/ Modified jul 30, 2018 4:30 p.m.

Residents Warn of Threat to Santa Cruz River if Sewer Pipe Ruptures Again

Last year, rains caused a breach in a pipeline that carries raw sewage from Mexico to the U.S.

Santa Cruz River Protecting the Border Environment hero The Santa Cruz River.
Border 2020 Commission

Residents in Santa Cruz county are warning that the same pipeline carrying raw sewage from Mexico into the United States could rupture again, as it did last year during the monsoon.

The breach caused millions of gallons of raw sewage to spew into the Nogales Wash for seven days. The wash is a main tributary of the Santa Cruz River.

Ben Lomeli, a hydrologist with more than 40 years of experience and a longtime resident of Santa Cruz County, says the Santa Cruz River is still in jeopardy because last year, the pipeline was only patched up and could break again, this year under heavy rains. He says he has traversed by foot most of the pipeline and can spot places where there are some leaks.

“It doesn’t rupture in places where it runs under the streets. It doesn’t rupture in places where it is away from the wash," says Lomeli. "It ruptures where it is co-located either underneath the wash or right next to the Nogales Wash," he says.
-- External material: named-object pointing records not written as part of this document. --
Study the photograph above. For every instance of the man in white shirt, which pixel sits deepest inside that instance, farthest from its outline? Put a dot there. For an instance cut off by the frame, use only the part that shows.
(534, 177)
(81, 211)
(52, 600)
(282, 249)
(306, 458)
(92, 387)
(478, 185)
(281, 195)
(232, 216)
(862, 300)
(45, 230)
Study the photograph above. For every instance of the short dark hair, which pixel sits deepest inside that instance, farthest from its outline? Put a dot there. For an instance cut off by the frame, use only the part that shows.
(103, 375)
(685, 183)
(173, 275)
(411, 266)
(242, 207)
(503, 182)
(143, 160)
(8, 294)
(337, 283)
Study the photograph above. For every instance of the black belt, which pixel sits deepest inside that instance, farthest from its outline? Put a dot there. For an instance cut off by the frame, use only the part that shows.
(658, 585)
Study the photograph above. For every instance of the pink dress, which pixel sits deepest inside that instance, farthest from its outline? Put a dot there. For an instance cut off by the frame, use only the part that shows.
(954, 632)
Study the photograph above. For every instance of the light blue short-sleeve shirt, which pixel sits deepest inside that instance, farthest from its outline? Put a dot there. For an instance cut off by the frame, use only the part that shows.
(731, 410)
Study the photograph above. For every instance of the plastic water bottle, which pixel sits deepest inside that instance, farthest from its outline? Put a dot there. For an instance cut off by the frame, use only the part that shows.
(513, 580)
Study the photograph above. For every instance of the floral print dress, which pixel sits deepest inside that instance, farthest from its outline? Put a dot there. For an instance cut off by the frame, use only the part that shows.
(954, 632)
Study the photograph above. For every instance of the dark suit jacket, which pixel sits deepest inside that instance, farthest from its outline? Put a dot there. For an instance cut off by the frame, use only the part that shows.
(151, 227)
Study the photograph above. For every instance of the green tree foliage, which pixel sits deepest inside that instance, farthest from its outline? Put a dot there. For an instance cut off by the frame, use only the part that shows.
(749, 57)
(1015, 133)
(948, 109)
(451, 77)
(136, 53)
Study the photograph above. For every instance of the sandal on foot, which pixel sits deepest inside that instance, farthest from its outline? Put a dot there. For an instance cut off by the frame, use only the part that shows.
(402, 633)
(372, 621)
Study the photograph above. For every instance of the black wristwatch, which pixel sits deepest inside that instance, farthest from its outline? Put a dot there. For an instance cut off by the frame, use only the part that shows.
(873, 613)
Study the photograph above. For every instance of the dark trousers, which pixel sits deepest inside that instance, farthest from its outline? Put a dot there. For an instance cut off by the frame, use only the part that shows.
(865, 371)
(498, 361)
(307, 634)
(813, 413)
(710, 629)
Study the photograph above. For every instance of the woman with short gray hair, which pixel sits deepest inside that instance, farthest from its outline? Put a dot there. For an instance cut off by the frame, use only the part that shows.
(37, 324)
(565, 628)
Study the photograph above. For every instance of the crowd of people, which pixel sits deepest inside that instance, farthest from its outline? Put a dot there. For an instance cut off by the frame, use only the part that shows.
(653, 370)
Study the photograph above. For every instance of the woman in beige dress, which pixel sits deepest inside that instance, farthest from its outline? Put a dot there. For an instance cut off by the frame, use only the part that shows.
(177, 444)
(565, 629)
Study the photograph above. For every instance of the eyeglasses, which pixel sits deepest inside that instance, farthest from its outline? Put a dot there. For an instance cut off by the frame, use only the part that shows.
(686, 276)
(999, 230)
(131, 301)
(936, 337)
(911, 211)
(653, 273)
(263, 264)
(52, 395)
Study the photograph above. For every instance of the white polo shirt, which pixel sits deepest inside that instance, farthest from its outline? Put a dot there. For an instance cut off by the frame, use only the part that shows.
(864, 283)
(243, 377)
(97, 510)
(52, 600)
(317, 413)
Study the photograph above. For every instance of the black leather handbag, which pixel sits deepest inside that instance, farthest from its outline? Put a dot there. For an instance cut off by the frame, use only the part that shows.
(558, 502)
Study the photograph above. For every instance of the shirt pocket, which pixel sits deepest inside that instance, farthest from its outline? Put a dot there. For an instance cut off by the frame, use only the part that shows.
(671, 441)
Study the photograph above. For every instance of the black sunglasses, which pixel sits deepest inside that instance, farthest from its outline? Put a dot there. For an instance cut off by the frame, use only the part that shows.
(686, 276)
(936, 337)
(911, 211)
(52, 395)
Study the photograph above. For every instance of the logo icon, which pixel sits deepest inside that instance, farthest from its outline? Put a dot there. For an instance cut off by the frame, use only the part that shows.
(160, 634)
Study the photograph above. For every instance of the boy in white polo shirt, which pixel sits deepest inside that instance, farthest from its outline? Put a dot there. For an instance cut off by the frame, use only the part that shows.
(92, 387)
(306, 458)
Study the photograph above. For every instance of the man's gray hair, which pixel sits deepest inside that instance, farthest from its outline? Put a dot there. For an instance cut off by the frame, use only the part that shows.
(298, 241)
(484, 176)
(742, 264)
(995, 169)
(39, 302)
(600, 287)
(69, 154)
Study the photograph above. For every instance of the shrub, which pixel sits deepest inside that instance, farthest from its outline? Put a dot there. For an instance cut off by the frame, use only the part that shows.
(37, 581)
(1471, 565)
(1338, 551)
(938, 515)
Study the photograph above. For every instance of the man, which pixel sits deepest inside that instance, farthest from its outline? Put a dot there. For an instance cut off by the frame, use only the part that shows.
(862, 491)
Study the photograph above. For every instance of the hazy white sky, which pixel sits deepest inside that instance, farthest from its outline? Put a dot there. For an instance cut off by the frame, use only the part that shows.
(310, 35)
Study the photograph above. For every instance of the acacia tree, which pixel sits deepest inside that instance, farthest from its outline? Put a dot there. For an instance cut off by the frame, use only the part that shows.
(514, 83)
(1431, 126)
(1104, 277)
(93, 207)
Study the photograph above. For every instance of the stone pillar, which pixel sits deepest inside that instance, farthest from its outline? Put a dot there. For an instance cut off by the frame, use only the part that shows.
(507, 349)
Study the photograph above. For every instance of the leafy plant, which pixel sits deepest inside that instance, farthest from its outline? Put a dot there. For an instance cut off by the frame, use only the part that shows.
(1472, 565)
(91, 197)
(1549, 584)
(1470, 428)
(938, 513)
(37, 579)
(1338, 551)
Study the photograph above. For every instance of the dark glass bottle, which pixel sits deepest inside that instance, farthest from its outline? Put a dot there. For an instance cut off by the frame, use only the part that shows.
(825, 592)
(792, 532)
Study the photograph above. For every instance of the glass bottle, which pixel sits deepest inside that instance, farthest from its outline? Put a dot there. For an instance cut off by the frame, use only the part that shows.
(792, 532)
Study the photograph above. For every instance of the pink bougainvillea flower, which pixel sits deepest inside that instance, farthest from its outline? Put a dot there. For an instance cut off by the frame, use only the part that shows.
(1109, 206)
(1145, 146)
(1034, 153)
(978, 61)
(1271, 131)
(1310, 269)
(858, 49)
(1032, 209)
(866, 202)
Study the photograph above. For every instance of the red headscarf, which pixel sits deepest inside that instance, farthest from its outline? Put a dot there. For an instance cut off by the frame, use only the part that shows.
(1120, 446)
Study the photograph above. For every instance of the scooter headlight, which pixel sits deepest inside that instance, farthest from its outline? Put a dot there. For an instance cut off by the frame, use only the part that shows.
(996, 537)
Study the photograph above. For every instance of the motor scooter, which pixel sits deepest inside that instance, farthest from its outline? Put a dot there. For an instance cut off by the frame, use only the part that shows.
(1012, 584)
Now retired and a part-time consultant, Lomeli says he and others who study and care about Arizona waterways are sounding the alarm on the 50-year-old sewer pipeline as the single biggest threat to the Santa Cruz River.

Another expert warning of trouble for the river if it is contaminated by raw sewage is Jonathan Horst, the director of conservation and research for the Tucson Audubon Society.

Horst says the Santa Cruz is vital to preserving riparian areas rich with local birds and wildlife.

Jonathan Horst Jonathan Horst with his daughter looking for rare birds near the Santa Cruz River.
Tucson Audubon Society

“Over 90 percent of the riparian areas of have been lost in Arizona and New Mexico," says Horst.

He adds, "Birders come from all over the world to Southern Arizona, to see all these birds that are more common in Southern Arizona than in anywhere else in the U.S."

Both Horst, the environmentalist, and Lomeli, the hydrologist, say that the Santa Cruz River and the riparian areas it creates, is a wonderful longtime, sustainable economic driver for the region.

No one disagrees that the pipeline needs to be replaced and that Arizona needs that treated water for the Santa Cruz River. The cost? $80 million. Santa Cruz County and Nogales officials say they don’t have that kind of money and that Arizona should shoulder much of the cost.

And Arizona? The state’s Department of Environmental Quality is now suing the federal government, saying a treaty between the U.S. and Mexico 50 years ago created the pipeline, so it is a federal problem to solve and pay for.